The Open Markets Institute Applauds Worker Ric Davidson and Legal Team for Stepping Up to Defend the Federal Non-Compete Ban
The Open Markets Institute today commended Texas-based worker Ric Davidson, his counsel at Gustafson Gluek, Burns Charest, and Towards Justice for stepping in to defend the Federal Trade Commission’s landmark ban on non-compete clauses—an essential policy to protect workers’ freedom to change jobs and start new businesses.
In April 2024, after years of research and public engagement, the FTC issued a rule banning non-compete clauses nationwide. These contracts currently restrict approximately 30 million workers in the United States—preventing nurses, physicians, engineers, restaurant cooks, security guards, and countless others from seeking better pay and working conditions or applying their skills in new ventures. The FTC found that non-competes suppress wages, stifle entrepreneurship, and weaken innovation and local economies.
Corporate interests quickly sued to block the rule, and in August 2024 a federal judge in Texas put the ban on hold nationwide. While the FTC initially appealed this decision and secured a favorable ruling in a parallel case in Pennsylvania, FTC Chairman Andrew Ferguson abruptly abandoned the defense of the rule last month—after promising in January to deliver a “golden age” for American workers.
For more background on this reversal, see a recent op-ed by Open Markets Legal Director Sandeep Vaheesan and former FTC Commissioner Alvaro Bedoya.
Now, Davidson and his legal team are seeking to intervene to defend the rule in court. Their effort aims not only to free Davidson from an unfair non-compete imposed by his former employer, but to protect the rights of millions of Americans who remain unable to fully use their skills because of these coercive and anticompetitive restrictions.
"We are pleased to help represent Mr. Davidson and are hopeful that he will get his day in court to help resurrect the ban on non-compete agreements which are restricting the economic freedoms of thousands of workers in the United States” said Dan Hedlund at Gustafson Gluek.
"The FTC has abandoned millions of Americans, just like Ric Davidson, who want only the freedom to live out the promise of the American Dream: the right to make a living through their work," said Rachel Dempsey, Associate Director at Towards Justice. "We are deeply grateful to Mr. Davidson for stepping up where the government has failed to take over the fight for American workers."
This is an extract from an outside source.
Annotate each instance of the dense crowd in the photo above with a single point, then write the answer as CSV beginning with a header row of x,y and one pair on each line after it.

“The stakes could not be higher,” said Sandeep Vaheesan, legal director at the Open Markets Institute. “If corporate trade associations succeed in striking down the non-compete ban, they will lock millions of Americans in place—denying them the ability to pursue better jobs and denying communities the new businesses and innovation that come when workers are free. Ric Davidson is standing up for himself, but he is also standing up for the entire workforce.”
The Open Markets Institute has been leading the fight to abolish non-compete clauses for nearly a decade. In 2019, Open Markets organized and filed a petition urging the FTC to ban these clauses nationwide. Since then, the organization has mobilized labor unions, worker advocates, and small business leaders, and submitted expert legal and economic briefs supporting the FTC’s authority to protect workers’ economic liberty.
Open Markets believes that the law and evidence overwhelmingly support the FTC’s rule—and applauds Davidson’s intervention as a critical step to ensure the promise of worker freedom is not undone by corporate power.